The researchers did not shy away from the more complex findings. Three months later, some of the improvements had begun to fade. They did not disappear entirely, but they were not fully maintained. This moment is perhaps the most important one in the article. It reminds us that while the intervention can generate meaningful short term change, sustaining it requires continuity, routine, and ongoing commitment.
It is difficult to ignore the Israeli reality. In a country that moves constantly between alarms and strained routine, between periods of overload and instability, almost every therapeutic process is tested by continuity. From this perspective, the study’s implication becomes even clearer. Work with horses can open a door to change, but lasting change requires continued walking through it.
This brings to mind Yael Moran, who co leads dyadic groups with me. She once shared that when she studied with Uri Peleg, he repeatedly said, “slowly, gently, and many times.” A simple sentence that carries an entire philosophy of regulation, relearning, and trust building, both between a person and themselves and between a person and a horse.
What else can be explored from here?
I encourage the moderators and instructors I train to ask questions. Not from doubt, but from professional curiosity that helps a field grow. When we discussed the article together, several natural questions emerged that could form the basis for future research.
The current study focuses exclusively on ground work. This is a meaningful choice, yet it is intriguing to consider what might happen in a process that also includes riding. Shared movement, weight bearing, balance shifts, all of these may influence the nervous system in different ways.
The duration of the program also invites reflection. Eight sessions are an excellent starting point, but a longer sequence might allow the changes to stabilize more fully.
And then there is scale. Eight participants form an initial foundation, but broader understanding will require additional studies, more diverse groups, and varied models of intervention.
These are not questions of skepticism, but of genuine professional curiosity. They open the door to deeper thinking, greater precision, and richer understanding of the complex and fascinating encounter between human and horse. This is exactly how a developing field continues to move forward.
The article by Professor Neria highlights something many of us intuitively sense wherever a human meets a horse. It reminds us that this encounter is not a miracle cure and not a promise of instant healing. It is a step. A step that offers a possibility. A step that creates a small crack in a hyper vigilant nervous system and allows light to enter.
Working with horses invites us to slow down, to breathe, and to relearn what safety feels like. It allows those who have been hurt to find moments where words are no longer required in order to be understood.
And like any deep process, it requires continuity. It requires repetition. It requires a space that can hold a person long enough for real change to take root. Perhaps this is why work with horses feels so accurate for this era. It does not promise that pain will disappear. It promises that we will not be alone inside it.

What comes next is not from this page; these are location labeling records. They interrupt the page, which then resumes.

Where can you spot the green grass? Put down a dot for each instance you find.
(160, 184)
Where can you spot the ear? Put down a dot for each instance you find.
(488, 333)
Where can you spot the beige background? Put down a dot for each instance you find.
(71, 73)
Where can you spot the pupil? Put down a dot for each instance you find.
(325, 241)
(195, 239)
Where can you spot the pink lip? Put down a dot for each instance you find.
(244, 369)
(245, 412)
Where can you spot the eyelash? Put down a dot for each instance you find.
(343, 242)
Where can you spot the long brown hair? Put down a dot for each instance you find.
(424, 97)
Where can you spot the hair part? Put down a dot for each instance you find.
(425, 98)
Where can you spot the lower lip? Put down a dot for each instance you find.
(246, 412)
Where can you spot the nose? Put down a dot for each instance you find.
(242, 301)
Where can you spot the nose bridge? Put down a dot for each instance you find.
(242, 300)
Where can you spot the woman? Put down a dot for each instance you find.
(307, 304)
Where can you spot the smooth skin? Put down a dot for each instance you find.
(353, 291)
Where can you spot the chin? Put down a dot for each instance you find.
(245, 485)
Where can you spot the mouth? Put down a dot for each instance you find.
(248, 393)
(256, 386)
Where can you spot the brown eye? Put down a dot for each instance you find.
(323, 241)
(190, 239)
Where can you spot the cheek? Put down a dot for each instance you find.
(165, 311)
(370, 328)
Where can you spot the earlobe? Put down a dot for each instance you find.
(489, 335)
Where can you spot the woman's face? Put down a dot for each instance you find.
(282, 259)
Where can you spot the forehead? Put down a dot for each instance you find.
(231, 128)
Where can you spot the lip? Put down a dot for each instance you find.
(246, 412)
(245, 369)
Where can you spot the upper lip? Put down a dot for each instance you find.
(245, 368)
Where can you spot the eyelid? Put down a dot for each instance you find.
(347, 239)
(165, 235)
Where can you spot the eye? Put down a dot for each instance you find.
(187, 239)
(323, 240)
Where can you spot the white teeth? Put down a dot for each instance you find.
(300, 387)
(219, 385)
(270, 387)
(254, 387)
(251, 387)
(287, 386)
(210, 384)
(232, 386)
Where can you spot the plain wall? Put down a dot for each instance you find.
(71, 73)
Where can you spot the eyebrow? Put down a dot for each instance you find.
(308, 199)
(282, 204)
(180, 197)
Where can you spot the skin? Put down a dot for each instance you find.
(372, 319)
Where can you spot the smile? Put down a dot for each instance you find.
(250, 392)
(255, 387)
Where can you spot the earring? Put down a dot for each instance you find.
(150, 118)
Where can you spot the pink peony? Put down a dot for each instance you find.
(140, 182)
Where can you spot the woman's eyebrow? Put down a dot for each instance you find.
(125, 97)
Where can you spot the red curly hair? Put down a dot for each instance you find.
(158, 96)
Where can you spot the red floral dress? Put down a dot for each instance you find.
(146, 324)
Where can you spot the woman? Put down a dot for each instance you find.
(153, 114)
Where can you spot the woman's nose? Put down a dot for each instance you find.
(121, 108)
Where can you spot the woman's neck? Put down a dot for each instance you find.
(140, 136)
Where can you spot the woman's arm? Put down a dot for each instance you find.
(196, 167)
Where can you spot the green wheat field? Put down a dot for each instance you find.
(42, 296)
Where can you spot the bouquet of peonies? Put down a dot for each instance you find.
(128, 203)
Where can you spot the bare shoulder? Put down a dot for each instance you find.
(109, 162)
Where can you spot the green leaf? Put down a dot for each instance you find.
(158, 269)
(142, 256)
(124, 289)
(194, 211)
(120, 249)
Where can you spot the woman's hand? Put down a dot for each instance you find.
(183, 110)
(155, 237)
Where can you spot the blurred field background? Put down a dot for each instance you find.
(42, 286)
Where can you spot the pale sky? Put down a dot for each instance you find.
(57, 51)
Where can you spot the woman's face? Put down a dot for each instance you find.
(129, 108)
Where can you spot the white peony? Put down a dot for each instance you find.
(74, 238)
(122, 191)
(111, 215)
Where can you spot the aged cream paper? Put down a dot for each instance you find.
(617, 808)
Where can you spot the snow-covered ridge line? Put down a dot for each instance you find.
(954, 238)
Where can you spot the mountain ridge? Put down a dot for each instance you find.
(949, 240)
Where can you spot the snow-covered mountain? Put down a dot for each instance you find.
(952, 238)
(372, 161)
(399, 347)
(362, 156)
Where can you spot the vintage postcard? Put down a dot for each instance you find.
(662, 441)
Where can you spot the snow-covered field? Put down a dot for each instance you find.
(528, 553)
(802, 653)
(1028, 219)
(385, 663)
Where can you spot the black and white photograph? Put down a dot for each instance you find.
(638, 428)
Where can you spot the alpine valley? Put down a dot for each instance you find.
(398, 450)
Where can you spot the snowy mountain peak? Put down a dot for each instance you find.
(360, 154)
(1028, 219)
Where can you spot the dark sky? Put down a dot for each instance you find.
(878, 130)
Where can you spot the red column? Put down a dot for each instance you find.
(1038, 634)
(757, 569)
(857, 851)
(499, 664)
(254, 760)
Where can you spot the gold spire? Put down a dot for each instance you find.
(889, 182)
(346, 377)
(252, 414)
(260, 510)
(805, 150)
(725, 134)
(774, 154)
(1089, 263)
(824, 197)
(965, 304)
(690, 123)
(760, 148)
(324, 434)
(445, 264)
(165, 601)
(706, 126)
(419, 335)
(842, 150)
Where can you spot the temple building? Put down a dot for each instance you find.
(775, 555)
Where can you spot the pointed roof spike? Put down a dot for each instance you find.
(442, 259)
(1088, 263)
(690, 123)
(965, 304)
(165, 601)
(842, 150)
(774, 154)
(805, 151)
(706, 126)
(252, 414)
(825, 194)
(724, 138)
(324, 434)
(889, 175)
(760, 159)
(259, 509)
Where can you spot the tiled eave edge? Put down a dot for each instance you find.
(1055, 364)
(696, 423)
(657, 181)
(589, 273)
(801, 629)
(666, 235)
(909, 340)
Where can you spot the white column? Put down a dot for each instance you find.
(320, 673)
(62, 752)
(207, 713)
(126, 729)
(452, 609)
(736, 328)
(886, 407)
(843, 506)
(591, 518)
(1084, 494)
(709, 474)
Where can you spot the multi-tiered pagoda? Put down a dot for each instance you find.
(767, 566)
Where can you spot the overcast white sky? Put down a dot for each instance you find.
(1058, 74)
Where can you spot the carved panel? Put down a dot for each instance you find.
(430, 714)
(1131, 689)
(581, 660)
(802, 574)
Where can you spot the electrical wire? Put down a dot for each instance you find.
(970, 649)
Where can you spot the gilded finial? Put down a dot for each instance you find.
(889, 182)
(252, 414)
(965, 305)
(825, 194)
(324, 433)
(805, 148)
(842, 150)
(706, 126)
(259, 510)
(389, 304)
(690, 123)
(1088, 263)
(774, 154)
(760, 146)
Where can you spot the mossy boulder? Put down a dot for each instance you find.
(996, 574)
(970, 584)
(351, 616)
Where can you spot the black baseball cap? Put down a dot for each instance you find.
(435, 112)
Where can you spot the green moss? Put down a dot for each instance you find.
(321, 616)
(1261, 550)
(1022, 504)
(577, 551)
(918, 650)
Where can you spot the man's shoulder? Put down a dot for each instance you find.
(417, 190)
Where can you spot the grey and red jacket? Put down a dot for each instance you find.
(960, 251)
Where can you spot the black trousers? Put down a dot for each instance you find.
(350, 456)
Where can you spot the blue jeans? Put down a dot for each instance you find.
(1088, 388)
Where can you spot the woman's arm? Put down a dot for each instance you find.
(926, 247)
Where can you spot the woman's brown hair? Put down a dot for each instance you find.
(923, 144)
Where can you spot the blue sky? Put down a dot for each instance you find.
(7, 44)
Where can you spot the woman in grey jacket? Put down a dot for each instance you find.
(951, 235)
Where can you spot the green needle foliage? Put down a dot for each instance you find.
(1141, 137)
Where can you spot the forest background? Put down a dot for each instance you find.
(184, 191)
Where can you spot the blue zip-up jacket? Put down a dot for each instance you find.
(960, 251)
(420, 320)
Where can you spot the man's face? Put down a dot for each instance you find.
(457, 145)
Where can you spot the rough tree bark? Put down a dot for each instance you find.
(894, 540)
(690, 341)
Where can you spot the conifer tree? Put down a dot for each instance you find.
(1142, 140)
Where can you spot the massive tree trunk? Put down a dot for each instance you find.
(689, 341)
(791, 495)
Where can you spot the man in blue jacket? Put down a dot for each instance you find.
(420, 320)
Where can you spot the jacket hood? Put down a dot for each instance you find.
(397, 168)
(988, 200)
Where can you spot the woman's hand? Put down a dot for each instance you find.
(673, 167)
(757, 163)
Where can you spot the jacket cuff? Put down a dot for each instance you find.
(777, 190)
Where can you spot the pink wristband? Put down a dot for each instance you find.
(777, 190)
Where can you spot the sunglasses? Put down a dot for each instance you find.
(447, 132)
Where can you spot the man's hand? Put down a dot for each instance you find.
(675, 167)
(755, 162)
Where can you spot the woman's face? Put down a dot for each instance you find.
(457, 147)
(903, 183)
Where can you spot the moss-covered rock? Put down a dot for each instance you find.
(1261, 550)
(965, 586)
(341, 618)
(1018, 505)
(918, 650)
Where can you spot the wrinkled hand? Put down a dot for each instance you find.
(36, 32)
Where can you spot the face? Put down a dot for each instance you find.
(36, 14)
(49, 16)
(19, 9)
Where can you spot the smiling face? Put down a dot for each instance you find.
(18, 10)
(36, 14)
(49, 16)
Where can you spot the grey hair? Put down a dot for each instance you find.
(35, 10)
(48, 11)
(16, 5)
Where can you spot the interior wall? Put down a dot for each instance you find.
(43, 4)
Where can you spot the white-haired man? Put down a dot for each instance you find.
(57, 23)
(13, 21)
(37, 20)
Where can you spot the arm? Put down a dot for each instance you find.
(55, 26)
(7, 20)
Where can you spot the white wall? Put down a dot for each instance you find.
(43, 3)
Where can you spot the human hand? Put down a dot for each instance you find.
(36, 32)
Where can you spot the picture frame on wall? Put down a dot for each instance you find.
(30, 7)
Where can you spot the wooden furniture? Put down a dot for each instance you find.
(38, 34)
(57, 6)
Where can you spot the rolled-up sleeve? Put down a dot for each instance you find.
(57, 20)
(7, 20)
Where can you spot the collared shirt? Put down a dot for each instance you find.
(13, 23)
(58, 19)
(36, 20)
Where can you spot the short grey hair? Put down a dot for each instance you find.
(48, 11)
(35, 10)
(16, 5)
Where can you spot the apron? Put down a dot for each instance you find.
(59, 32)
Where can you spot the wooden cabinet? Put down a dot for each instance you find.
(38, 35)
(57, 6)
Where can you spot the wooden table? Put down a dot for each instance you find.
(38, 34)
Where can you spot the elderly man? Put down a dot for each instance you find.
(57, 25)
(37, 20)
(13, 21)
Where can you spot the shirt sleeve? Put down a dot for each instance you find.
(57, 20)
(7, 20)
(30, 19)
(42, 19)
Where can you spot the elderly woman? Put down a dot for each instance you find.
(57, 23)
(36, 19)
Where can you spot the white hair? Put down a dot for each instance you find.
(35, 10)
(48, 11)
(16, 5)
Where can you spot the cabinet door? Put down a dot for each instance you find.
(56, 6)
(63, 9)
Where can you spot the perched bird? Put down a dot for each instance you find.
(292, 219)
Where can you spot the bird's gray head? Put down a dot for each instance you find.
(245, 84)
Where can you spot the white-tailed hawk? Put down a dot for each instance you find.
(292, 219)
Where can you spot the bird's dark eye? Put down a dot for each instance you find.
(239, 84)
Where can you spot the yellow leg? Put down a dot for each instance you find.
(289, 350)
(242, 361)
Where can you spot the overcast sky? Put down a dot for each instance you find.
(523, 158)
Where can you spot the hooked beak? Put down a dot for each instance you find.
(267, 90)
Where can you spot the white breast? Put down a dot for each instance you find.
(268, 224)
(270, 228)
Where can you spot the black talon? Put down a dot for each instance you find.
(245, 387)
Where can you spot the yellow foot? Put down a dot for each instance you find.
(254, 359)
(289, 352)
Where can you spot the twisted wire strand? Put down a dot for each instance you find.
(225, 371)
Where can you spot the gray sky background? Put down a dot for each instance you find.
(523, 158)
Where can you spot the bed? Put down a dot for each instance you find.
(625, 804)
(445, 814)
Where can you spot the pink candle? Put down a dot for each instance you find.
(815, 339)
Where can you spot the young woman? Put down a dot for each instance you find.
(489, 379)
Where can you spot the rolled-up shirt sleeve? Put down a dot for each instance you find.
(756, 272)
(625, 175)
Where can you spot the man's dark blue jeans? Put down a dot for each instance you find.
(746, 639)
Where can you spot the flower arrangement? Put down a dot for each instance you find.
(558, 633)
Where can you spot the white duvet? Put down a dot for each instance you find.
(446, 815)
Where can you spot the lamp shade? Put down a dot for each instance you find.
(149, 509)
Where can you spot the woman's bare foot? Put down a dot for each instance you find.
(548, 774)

When we allow the horse to be a horse, the human can finally be human.
From there, it becomes possible to keep moving forward, slowly, gently, and many times, toward a life that feels just a little more bearable.
Sources:
Arnon, S., Fisher, P. W., Pickover, A., Lowell, A., Turner, J. B., Hilburn, A., ... & Neria, Y. (2020). Equine-assisted therapy for veterans with PTSD: Manual development and preliminary findings. Military medicine, 185(5-6), e557-e564.